With that money, Macas was able to jump-start his coffee business. Sitting out on his porch, with birds chirping loudly in the fruit trees of his garden, he admits to disappointment over the changes in Vilcabamba. Dangling a little plastic bag of pills in his left hand, he complains about the prescriptions he now takes: “Back in the day, we would never go see a doctor. We just used herbal medicines, bathed in the river and worked hard all day in the field, drinking the coffee and eating the food we produced ourselves.”
Such changes, Macas argues, are why few centenarians are left in Vilcabamba. “But go see Don Timoteo Arboleda,” Macas says as I leave his porch. “He’s one of our oldest, and he’s still out there harvesting coffee.”
Don Timoteo is napping when I show up at his house at the end of a dirt road in Yamburara Alto, on a hill overlooking the river. He emerges from his room after 15 minutes, wearing a fedora and a baby-blue cardigan sweater. At 101 years of age, he moves slowly and carefully. He hasn’t been able to pick his coffee lately, but he’s still perfectly lucid.
“I’m from the days when Vilcabamba was all agricultural land, but we peasants had no rights to it. Back then, if you wanted to grow, you had to lease your patch from the big landowners.”
In a single lifetime, Don Timoteo has witnessed his neighborhood going from being one big hacienda to small-plot farming to where it is now: an area with less and less land and more and more houses. His eldest daughter, Lastenia, is even more nostalgic than he is; she resents this much growth, this fast. She and her family have received multiple offers for their patch of land by the river, but they won’t budge. “We may not have to lease our land from the big landowners anymore. But we can’t afford to buy anything around town,” she says.

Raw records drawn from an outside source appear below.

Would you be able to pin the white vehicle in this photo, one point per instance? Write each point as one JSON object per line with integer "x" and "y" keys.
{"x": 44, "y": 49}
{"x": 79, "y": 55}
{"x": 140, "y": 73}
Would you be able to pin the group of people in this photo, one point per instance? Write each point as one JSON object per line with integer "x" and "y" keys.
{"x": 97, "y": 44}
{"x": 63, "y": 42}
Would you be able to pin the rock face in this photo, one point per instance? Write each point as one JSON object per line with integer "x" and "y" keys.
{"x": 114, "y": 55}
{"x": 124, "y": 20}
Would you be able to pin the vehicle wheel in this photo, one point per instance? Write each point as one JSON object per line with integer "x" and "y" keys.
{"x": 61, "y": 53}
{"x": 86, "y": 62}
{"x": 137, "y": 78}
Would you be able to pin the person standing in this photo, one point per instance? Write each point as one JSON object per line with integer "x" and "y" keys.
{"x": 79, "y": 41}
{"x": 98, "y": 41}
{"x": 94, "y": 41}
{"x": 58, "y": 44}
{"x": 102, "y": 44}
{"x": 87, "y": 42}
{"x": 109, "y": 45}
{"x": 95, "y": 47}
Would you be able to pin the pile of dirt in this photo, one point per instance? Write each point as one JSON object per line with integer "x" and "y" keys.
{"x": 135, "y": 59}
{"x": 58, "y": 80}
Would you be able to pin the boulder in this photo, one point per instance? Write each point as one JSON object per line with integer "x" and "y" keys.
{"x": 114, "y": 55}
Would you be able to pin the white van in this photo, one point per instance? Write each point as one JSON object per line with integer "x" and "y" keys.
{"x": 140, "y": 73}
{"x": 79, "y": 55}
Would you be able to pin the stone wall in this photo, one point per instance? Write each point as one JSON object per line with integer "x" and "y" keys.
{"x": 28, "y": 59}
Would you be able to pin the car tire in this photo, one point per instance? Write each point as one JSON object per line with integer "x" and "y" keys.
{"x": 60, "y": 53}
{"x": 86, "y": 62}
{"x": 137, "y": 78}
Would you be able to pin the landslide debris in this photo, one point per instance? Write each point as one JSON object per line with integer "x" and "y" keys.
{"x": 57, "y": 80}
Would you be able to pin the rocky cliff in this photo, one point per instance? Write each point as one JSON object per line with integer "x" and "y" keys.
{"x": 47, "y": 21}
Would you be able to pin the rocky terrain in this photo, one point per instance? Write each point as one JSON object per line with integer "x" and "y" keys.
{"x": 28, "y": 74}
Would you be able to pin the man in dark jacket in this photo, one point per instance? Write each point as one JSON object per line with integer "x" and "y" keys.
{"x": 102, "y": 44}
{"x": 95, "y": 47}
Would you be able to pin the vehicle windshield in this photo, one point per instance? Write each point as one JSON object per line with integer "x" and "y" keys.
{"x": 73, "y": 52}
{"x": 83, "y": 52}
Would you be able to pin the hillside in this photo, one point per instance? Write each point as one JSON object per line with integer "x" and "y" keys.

Food and housing prices in Vilcabamba can be among the highest in Ecuador, as high as those in big cities like Guayaquil and Quito. But just a short drive away from the Arboledas’ home, inside a commune called Shambhalabamba, the residents say an idyllic life is possible with little or no money.
There are few rules in Shambhalabamba. No one pays rent. People can build their own houses on the lush 14-acre property by the river as long as they all get along.
The settlement is the lifelong dream of 57-year-old Tom Osher, also known as Mofwoofoo Woofuafa, a gentle, blue-eyed man, self-described on Twitter as a “dimensionless center of perception and love in action.” Osher says he made a fortune running a moving company in San Francisco in the eighties and nineties, before retiring to Vilcabamba to create a model “ecovillage.”
“I pay for everything here, except for the food,” explains Osher. “All I ask is that people donate four hours a day to agriculture and to building.”
Shambhalabamba has already erected at least a dozen homes, a circus stage, a recording studio, an artificial lake, a carpentry workshop and plots to grow vegetables, fruit trees and herbs. In the works are plans for a kids’ circus, where Osher hopes to see more intermingling between commune residents and the families in town.
But Osher’s “anarchism in action” model hasn’t been attracting the locals, no matter how hard he tries. Speaking in rudimentary Spanish, Osher says he plans to leaflet Vilcabamba to get out the word about the commune’s activities.
Back in the plaza, Noé Armijos is sitting on his bench as usual, soaking up the sun. I ask him whether he’s heard of Shambhalabamba. “No, what’s that?” he grumpily replies. I tell him about the place, the river that runs through the property, the communal meals and the circus stage. I explain, as best I can, what Osher would like it to become someday.
Don Noé looks skeptical; then, as if he has seized on an explanation, he smiles. “You shouldn’t believe everything people in Vilcabamba tell you. Whatever you’ve been told by the others here, [they] are lies.”